Guide de référence


Photos de l’auteur et collection Académie de l’Aviation de Joliette

D’aspect presque contemporain, économique et fiable, ce petit bimoteur quinquagénaire plaît toujours à une clientèle privée et commerciale. Accommodant également les élèves-pilotes et les formateurs, il est plébiscité par plusieurs écoles de pilotage canadiennes.

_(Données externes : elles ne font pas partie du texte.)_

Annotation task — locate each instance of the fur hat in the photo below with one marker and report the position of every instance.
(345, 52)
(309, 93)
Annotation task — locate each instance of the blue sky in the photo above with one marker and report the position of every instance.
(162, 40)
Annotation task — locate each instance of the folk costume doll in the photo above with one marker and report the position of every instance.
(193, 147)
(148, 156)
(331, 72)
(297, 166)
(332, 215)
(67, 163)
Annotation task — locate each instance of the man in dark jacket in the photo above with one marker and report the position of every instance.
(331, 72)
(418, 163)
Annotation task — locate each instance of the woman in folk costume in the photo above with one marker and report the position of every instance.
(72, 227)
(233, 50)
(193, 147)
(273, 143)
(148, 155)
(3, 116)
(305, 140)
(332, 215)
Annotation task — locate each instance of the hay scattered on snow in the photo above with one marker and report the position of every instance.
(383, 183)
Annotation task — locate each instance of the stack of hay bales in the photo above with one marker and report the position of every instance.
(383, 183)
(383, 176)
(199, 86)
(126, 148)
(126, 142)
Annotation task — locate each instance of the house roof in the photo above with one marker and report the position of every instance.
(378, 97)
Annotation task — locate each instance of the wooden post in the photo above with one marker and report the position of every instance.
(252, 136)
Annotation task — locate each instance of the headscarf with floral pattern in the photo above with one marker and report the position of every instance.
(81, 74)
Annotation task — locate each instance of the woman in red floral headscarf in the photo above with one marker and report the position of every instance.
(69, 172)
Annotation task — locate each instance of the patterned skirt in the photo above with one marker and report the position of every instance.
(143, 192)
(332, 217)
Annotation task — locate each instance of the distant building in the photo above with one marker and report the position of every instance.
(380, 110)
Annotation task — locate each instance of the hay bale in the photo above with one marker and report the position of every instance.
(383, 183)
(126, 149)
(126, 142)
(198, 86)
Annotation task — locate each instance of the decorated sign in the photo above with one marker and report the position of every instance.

Au Canada, on dénombre 79 Piper PA-30 immatriculés sur les 2142 exemplaires produits par Piper entre 1962 et 1972. Parmi ceux-ci, moins d’une dizaine sont basés au Québec. Deux écoles, soit Lachute Aviation (CSE4) et l’Académie de l’Aviation de Joliette (CSG3), en exploitent chacune un spécimen. Un autre centre de formation québécois, Aéro Loisirs, en avait également un jusqu’à tout récemment (l’appareil a été vendu). Ailleurs au pays, six autres écoles utilisent des Twin Comanche, soit Calgary Flying Club (Alb.), Millenium Aviation (Sask.), Kingston Flying Club (Ont.), Nova Scotia Community College – Aviation Institute (N.-É.), Regina Flying Club (Sask.) et Namao Flying Club (Alb.). Ce quadriplace a l’avantage d’être pratique et abordable à l’achat. On peut en effet dénicher un modèle à partir d’une cinquantaine de milliers de dollars. Le moins cher, trouvé sur Controller, est présentement affiché à 45 578 $ US (année 1964, 8000 heures de vol avec encore un potentiel de 750 heures sur les moteurs). C’est Apex Aircraft Sales, à Markam (Ont.), qui le propose. Avis aux amateurs ! Néanmoins, pour un avion plus récent accusant moins d’heures et mieux équipé, comptez environ 85 000 billets verts (+ taxes et frais d’importation). Les turbocompressés PA-39 CR passent allégrement la barre des 100 K$ US. Apparemment, l’investissement vaut la peine car, correctement entretenues, les deux versions se déprécient peu ou prou. Dans certains cas, ce serait même le contraire.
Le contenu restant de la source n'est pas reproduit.